Scoping Out the Path to Absolute Zero: How we plan to tackle Scope 3
- 22 Mar 2023
- Sara Neff
Sara's article, “Scoping Out the Path to Absolute Zero”, appeared in The US Green Building Council (USGBC) Los Angeles chapter blog. An independent non-profit organization, USGBC-LA’s mission is to leverage the built environment as the entry point to transform Southern California into a more sustainable region for all through equitable and inclusive access to knowledge, technology, resources, and networking. Lendlease is aggressively reducing carbon emissions at 3401 S. La Cienega Blvd. in Los Angeles, a transit-oriented, mixed-use project we are co-developing with Aware Super. Like all Lendlease developments, the La Cienega project will be designed to achieve LEED Gold or higher (the residential portion is pursuing LEED Gold and the office portion LEED Platinum), and the use of reduced-carbon construction materials will help us get there.
In her article, Sara says the best approach to chipping away at real estate’s 40% share of global carbon emissions is more uptake of net zero strategies.
Lendlease has committed to achieving Net Zero by 2025 for Scope 1 and Scope 2 emissions. Our Scope 1 emissions include the fuels we burn such as diesel and natural gas, and our Scope 2 emissions are from the electricity we use.
Our Regional Mission Zero Roadmap sets out initiatives in our key decarbonisation pathways. Typical Lendlease Scope 1 and 2 reduction activities include electrifying buildings and construction equipment, installing energy efficient mechanical systems, and procuring renewable power.
La Cienega will be an all-electric building, meaning there will be no gas service for heating, cooking or any other action in any of the building’s 260 residences or across the 250,000 square feet of office space. We are also installing on-site renewables. During the construction process, we will reduce Scope 1 emissions through the use of electric cranes and other heavy machinery. We will address Scope 2 emissions through renewable power procurement. But at Lendlease we go far beyond net zero targets. As part of our Mission Zero campaign, Lendlease has committed to achieving Absolute Zero across Scopes 1, 2, and 3 by 2040, without the use of offsets. Reducing Scope 3 emissions to Absolute Zero will be challenging but we believe focusing on Scope 3 emissions can become a lever to accelerate the decarbonization of our industry.

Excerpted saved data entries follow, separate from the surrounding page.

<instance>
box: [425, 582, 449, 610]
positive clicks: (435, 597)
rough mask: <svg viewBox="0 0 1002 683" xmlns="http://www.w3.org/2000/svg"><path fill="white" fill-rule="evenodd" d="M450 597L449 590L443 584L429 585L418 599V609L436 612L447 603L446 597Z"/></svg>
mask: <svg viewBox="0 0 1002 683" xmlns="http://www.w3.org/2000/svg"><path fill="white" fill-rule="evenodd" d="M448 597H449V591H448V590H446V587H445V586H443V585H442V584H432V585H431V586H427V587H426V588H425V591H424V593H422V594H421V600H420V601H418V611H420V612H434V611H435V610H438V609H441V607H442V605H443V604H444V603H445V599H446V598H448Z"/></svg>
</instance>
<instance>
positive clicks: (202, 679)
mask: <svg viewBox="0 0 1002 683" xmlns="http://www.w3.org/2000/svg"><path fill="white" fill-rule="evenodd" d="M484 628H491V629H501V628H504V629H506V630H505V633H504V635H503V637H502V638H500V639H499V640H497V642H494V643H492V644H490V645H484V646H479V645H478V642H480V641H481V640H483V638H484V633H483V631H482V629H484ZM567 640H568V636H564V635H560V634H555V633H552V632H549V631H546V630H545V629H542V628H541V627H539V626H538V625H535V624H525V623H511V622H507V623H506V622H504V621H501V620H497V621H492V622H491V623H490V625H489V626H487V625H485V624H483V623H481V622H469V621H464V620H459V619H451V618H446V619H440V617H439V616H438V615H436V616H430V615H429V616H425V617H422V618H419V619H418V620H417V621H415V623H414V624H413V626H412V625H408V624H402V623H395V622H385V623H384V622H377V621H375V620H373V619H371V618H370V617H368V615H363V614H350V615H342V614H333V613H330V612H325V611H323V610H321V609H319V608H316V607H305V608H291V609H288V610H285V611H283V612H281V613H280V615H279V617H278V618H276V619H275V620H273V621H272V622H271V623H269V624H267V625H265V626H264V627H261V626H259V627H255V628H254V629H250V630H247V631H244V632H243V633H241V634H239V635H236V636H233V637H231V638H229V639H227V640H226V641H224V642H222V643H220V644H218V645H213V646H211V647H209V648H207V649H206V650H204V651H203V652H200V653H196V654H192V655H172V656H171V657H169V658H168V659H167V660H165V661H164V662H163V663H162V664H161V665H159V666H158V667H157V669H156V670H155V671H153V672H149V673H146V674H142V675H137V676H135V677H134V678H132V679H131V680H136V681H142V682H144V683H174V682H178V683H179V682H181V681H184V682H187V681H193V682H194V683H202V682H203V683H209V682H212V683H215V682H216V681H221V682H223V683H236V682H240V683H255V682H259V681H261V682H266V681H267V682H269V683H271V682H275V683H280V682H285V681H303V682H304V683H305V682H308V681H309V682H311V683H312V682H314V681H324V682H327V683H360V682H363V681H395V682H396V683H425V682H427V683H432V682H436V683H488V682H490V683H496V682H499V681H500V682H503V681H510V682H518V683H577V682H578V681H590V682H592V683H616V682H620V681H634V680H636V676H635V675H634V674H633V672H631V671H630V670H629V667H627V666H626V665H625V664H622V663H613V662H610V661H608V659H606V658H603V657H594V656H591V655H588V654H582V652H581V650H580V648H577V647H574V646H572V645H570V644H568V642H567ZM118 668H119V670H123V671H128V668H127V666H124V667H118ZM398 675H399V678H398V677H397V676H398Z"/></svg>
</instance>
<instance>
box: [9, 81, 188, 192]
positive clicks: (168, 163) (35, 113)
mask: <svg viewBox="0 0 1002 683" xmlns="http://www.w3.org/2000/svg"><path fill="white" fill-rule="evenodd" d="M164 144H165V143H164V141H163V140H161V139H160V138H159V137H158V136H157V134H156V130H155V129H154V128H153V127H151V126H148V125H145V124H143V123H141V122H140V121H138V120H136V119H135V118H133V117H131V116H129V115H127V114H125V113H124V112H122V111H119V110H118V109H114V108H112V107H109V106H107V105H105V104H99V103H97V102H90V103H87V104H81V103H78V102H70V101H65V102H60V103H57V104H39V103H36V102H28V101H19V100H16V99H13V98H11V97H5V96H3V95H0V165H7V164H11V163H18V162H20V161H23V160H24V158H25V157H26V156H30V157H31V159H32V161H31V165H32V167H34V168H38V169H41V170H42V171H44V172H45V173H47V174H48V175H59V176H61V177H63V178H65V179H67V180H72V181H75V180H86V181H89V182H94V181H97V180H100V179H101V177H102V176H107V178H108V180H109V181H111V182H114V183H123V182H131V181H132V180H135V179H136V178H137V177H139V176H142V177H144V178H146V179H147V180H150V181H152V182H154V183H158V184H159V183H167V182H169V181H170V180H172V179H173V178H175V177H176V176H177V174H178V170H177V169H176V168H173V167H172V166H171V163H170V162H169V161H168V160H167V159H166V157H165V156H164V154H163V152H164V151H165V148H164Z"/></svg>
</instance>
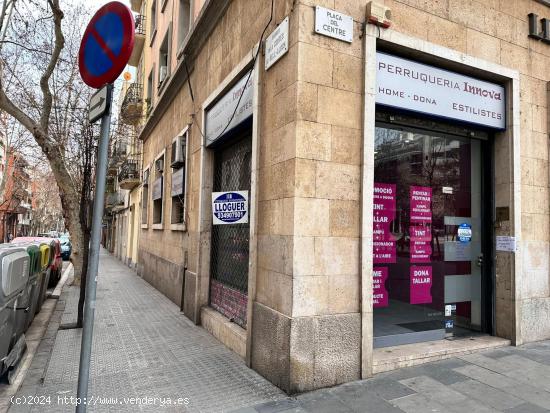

Our Scope 3 emissions are generated in upstream activities, such as the manufacturing of building materials or downstream activities, such as emissions from the use of electricity and natural gas by tenants. To tackle Scope 3 emissions, we will have to take a different approach to design and construction processes as well as to the procurement of key materials such as steel, concrete, aluminium, and glass.
Part of the difficulty with Scope 3 is that the GHG Reporting Protocol is very broad and open to interpretation. Without local or federal regulatory guidance, it’s currently up to organizations to decide what is included in Scope 3. Because disclosure frameworks do not currently focus on Scope 3 emissions, it’s even harder for real estate companies to start making lasting and meaningful progress in this space.
So, how do we tackle Scope 3 emissions? We have been, and must continue to be, leaders in procuring lower-carbon materials, including steel and concrete, which both have incredibly carbon-intensive manufacturing processes. At La Cienega, we worked closely with our supply chain partners to procure low carbon concrete and steel for the project. And, for the first time at Lendlease, we have addressed embodied carbon in the design of the project by switching the structural design from a prescriptive to a performance-based approach to seismic.
Climate change is a global issue, so it will take a global mindset to combat it. Lendlease strives to be a catalyst for radical collaboration across the real estate and construction sectors to accelerate the speed and scale of decarbonization. Only by tracking and measuring all sources of emissions along the value chain will we be able to reduce the built environment’s carbon footprint.